Budaya
Rajapatni.com: SURABAYA – Rintisan untuk perlindungan dan pengembangan budaya Nusantara, khususnya literasi aksara Jawa mendapat perhatian dari CEO dan Founder BIMA Nexus Australia Pty Ltd, Sydney Australia, Prof. Rudolf Wirawan.

Upaya pengembangan dan pelestarian hasil kecerdasan Nusantara itu tidak lepas dari peran komunitas budaya Puri Aksara Rajapatni, yang terus mengenalkan Aksara Jawa ke berbagai pihak baik di dalam negeri maupun ke luar negeri.
Atas dasar kesadaran bersama yang sevisi dan apalagi memandang budaya sebagai modal pembangunan bilateral antar negara, maka lahirlah satu gagasan kegiatan bersama yang melibatkan masyarakat di kedua bangsa.
“Bangsa Nusantara ini pernah menjadi bagian dari masyarakat dunia, atas dasar jejak sejarah itu, kenapa kita tidak hidupkan kembali dengan visi yang baru, juga sebagai alat diplomasi untuk persahabatan dunia” jelas Thony selaku pembina Puri Aksara Rajapatni.
Sementara itu menurut Prof Rudolf bahwa jauh sebelum bangsa Eropa datang ke benua Australia, warga Nusantara pernah bersinggungan dengan benua Australia.

Jejak masyarakat Makassar di Australia terlihat dari artefak arkeologis seperti keramik dan kail yang ditemukan di pesisir Australia Utara, pertukaran budaya yang terbukti dari serapan kata dalam bahasa suku Aborigin seperti “dambaku” (tembakau).

Artefak lainnya dari Makassar yang ditemukan di Australia meliputi logam (seperti kail dan bola peluru timah), meriam putar dari abad ke-18, susunan batu “Wurwurrwuy” di dekat Yirrkala, serta bukti-bukti lain seperti tungku perapian, tembikar, dan berbagai jenis peralatan yang dibawa dalam pelayaran masyarakat Makassar mencari mencari teripang hingga perairan Utara Australia.

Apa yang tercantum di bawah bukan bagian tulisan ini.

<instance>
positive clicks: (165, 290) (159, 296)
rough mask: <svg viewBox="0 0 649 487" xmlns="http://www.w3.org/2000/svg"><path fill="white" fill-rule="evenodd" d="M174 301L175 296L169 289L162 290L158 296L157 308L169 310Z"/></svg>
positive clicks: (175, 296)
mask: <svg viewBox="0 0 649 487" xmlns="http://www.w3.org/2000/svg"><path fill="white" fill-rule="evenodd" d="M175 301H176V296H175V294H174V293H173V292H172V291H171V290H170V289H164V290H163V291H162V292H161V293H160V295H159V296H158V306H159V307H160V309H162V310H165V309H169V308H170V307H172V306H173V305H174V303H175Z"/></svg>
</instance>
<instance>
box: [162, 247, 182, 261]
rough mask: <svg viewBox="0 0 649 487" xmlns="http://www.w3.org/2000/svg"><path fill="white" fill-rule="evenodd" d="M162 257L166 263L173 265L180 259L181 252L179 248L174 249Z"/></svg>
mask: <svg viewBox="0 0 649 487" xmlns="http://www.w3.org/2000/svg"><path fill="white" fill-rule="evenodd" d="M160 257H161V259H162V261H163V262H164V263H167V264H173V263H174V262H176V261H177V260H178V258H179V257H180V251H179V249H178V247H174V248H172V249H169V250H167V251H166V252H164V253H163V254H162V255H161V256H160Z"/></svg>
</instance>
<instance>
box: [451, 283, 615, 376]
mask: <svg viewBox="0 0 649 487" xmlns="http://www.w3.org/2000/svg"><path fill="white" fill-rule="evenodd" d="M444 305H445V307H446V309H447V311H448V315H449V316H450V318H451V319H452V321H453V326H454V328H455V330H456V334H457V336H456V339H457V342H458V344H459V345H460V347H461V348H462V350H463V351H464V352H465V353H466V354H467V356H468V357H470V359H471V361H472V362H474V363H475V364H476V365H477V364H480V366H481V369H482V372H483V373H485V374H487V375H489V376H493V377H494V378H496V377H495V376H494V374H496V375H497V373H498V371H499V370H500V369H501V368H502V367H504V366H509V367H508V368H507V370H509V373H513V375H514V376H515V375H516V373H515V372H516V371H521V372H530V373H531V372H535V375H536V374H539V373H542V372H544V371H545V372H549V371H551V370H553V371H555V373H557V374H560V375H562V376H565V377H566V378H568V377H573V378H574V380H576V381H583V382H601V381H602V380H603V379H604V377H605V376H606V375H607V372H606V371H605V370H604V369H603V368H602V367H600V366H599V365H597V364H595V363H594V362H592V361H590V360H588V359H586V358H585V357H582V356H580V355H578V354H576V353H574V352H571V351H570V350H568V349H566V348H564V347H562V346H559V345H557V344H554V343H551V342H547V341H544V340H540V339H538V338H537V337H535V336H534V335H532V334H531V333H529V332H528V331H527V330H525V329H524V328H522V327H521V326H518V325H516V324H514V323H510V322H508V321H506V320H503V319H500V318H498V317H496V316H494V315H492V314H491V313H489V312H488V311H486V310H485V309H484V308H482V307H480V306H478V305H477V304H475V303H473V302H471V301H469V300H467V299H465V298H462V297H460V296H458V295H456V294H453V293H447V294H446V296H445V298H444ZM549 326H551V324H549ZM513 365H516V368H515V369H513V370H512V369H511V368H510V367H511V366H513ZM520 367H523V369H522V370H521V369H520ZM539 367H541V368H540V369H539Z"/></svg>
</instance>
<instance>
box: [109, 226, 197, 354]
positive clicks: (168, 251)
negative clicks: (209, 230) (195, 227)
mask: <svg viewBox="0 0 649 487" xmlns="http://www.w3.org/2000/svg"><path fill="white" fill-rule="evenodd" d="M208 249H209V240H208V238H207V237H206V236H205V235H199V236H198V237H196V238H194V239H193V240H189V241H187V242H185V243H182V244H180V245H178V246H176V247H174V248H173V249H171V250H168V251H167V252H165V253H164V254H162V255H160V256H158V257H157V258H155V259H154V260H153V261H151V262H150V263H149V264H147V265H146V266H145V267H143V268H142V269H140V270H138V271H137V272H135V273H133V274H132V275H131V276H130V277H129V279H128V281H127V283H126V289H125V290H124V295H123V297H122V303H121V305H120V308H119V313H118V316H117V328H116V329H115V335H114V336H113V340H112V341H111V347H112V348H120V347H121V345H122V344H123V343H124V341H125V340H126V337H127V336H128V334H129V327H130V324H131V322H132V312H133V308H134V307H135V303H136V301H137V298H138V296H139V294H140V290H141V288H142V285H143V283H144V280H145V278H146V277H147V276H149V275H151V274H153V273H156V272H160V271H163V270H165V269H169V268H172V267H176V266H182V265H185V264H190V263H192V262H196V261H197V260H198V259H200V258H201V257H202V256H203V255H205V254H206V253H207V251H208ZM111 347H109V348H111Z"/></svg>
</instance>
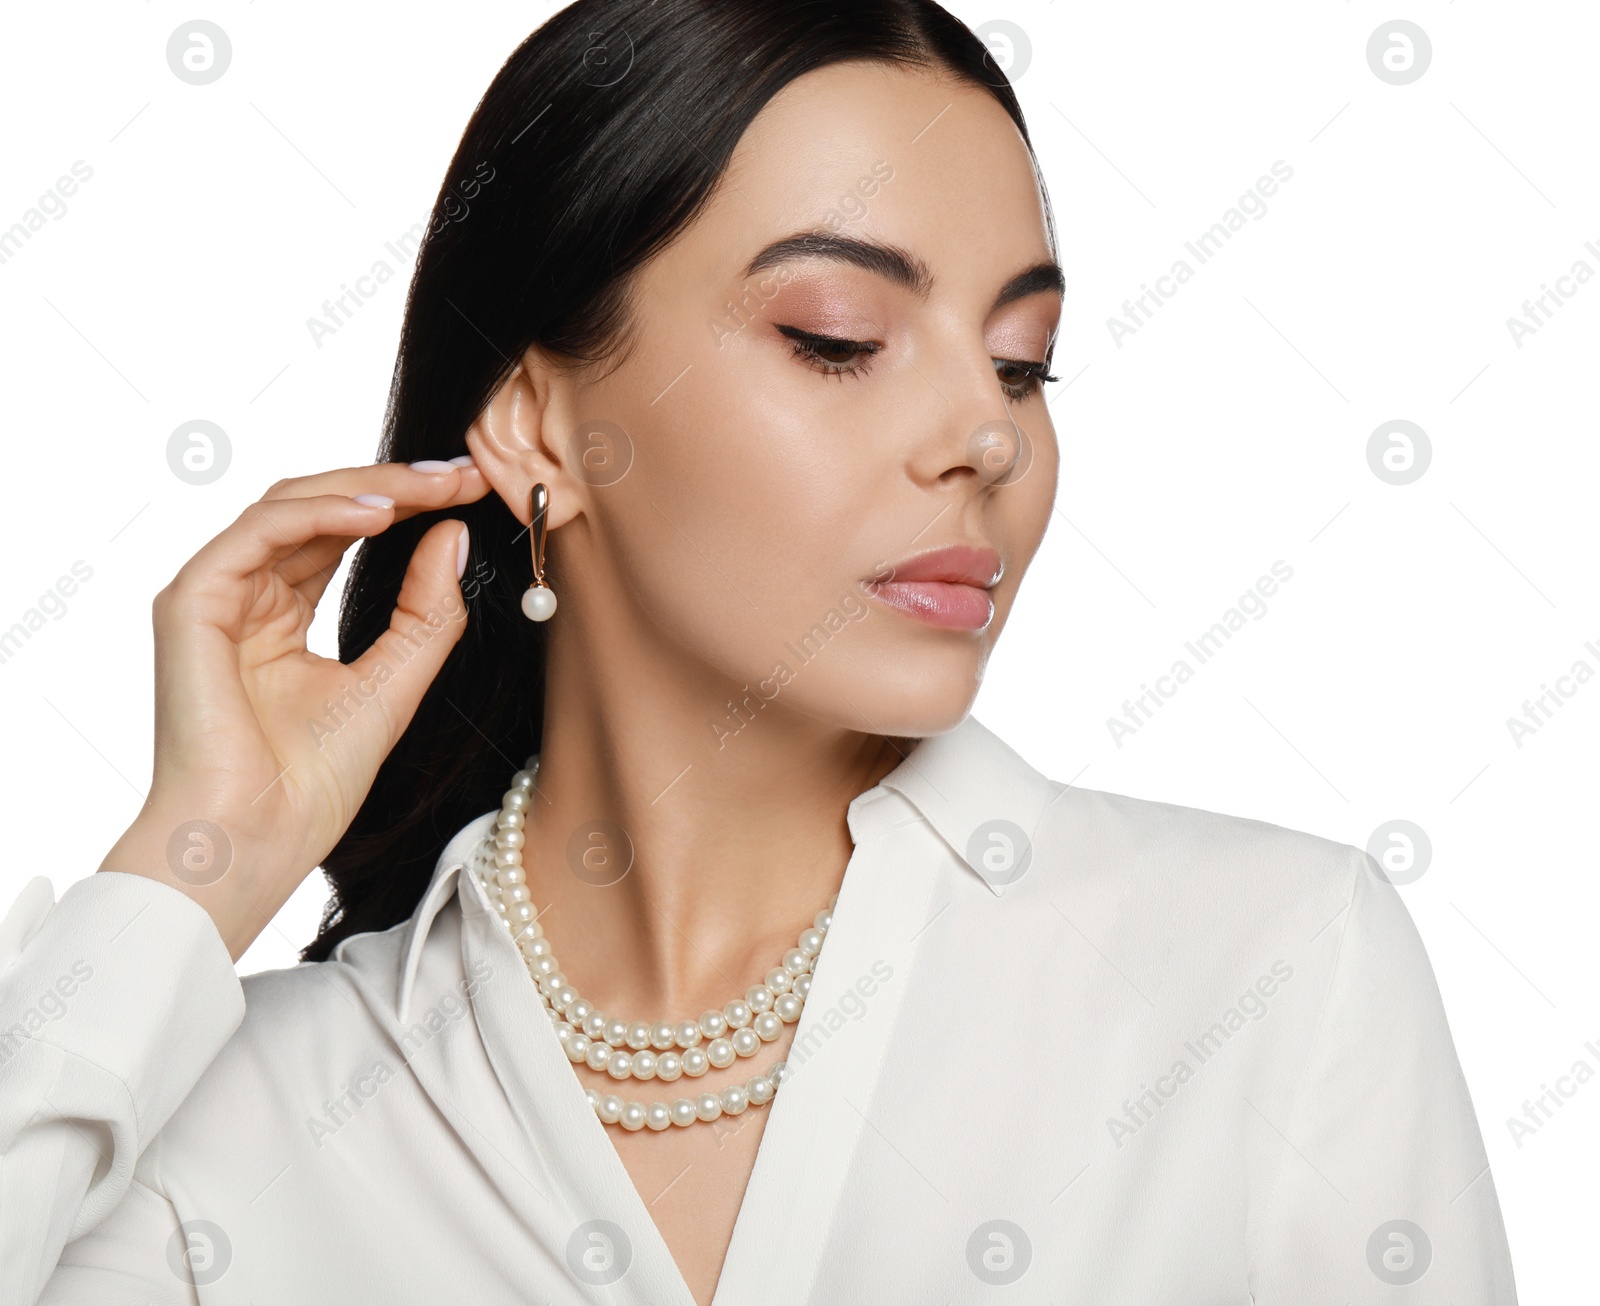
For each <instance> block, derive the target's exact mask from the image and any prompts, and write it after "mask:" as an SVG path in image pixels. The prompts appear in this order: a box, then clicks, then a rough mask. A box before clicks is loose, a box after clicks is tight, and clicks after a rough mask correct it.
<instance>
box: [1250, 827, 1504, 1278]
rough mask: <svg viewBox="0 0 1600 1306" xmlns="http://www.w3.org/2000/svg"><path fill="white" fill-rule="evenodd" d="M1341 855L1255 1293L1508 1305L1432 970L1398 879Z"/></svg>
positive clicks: (1449, 1045) (1488, 1168) (1271, 1204)
mask: <svg viewBox="0 0 1600 1306" xmlns="http://www.w3.org/2000/svg"><path fill="white" fill-rule="evenodd" d="M1350 851H1352V859H1354V863H1355V874H1354V883H1352V891H1350V906H1349V909H1347V912H1346V919H1344V928H1342V935H1341V939H1339V944H1338V954H1336V959H1334V963H1333V976H1331V980H1330V986H1328V994H1326V999H1325V1004H1323V1010H1322V1018H1320V1023H1318V1026H1317V1031H1315V1034H1314V1037H1312V1044H1310V1053H1309V1060H1307V1064H1306V1068H1304V1072H1302V1077H1301V1085H1299V1092H1298V1098H1296V1103H1294V1108H1293V1111H1291V1114H1290V1119H1288V1122H1286V1124H1283V1125H1282V1141H1280V1152H1282V1156H1280V1162H1278V1176H1277V1181H1275V1184H1274V1188H1272V1189H1270V1192H1269V1196H1267V1200H1266V1207H1264V1210H1262V1213H1261V1220H1259V1221H1258V1223H1256V1229H1258V1237H1256V1245H1254V1248H1253V1253H1254V1255H1253V1269H1251V1279H1250V1287H1251V1295H1253V1301H1254V1303H1256V1304H1258V1306H1301V1303H1306V1301H1376V1300H1378V1298H1379V1296H1382V1300H1384V1301H1395V1303H1406V1301H1414V1303H1435V1301H1438V1303H1442V1301H1451V1303H1454V1306H1514V1304H1515V1301H1517V1290H1515V1285H1514V1282H1512V1269H1510V1252H1509V1248H1507V1245H1506V1229H1504V1224H1502V1223H1501V1212H1499V1202H1498V1199H1496V1194H1494V1180H1493V1176H1491V1175H1490V1167H1488V1157H1486V1154H1485V1151H1483V1138H1482V1133H1480V1132H1478V1122H1477V1117H1475V1114H1474V1109H1472V1100H1470V1096H1469V1093H1467V1084H1466V1079H1464V1077H1462V1074H1461V1063H1459V1060H1458V1056H1456V1047H1454V1042H1453V1040H1451V1036H1450V1026H1448V1023H1446V1018H1445V1007H1443V1002H1442V999H1440V994H1438V984H1437V981H1435V978H1434V968H1432V965H1430V963H1429V960H1427V952H1426V951H1424V947H1422V939H1421V936H1419V935H1418V931H1416V925H1414V923H1413V920H1411V915H1410V912H1408V911H1406V907H1405V903H1403V901H1402V899H1400V895H1398V891H1397V890H1395V887H1394V885H1392V883H1390V882H1389V880H1387V879H1384V875H1382V872H1381V871H1379V869H1378V864H1376V863H1374V861H1373V858H1371V856H1368V855H1366V853H1365V851H1362V850H1358V848H1352V850H1350ZM1272 1124H1274V1127H1277V1122H1272Z"/></svg>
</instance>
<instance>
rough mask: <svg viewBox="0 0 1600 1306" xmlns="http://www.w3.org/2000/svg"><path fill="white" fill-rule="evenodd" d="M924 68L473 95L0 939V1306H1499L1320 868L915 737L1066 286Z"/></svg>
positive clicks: (757, 42) (828, 30)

Dari latar belakang sejarah dan budaya bersama itu, kedua belah pihak secara mandiri mencoba membangun jaringan, yang tidak mungkin tidak akan berkembang meluas kepada pihak pihak yang punya kepedulian serupa.
Misalnya dari Australia, ada pihak akademisi, sejarawan, arkeolog dan antropolog yang juga tertarik dalam jaringan yang berbasis kebudayaan itu.
Begitu sebaliknya dari pihak Surabaya, sudah ada insan potensial yang berlatar belakang seni batik, lukis, film dokumenter dan programmer digital. Ini semua akan menjadi unsur unsur supporting dalam upaya pembangunan jaringan yang berawal dari sifat mandiri.

People to people basis memang menjadi tujuan. Ini mengingat pentingnya interaksi dan hubungan langsung antar masyarakat atau individu, bukan hanya hubungan formal antar pemerintah, meskipun pada akhirnya akan dibutuhkan intervensi pemerintah.
Melalui pendekatan itu maka akan hadir ikatan dan rasa saling pengertian yang lebih mendalam antar individu dari latar belakang yang berbeda. Pada gilirannya akan membantu meningkatkan rasa saling pengertian untuk bisa mengurangi prasangka dan stereotip dengan memfasilitasi pertukaran budaya, pendidikan, dan pengalaman pribadi.
Kalau diketahui bahwa Australia seperti negara “Eropa” yang bertetangga dengan Indonesia. Mayoritas penduduk Australia dalam perkembangannya adalah keturunan imigran dari Inggris dan negara-negara Eropa lainnya, yang memberikan corak demografi yang berbeda dari negara-negara tetangganya di Asia Tenggara. (PAR/nng).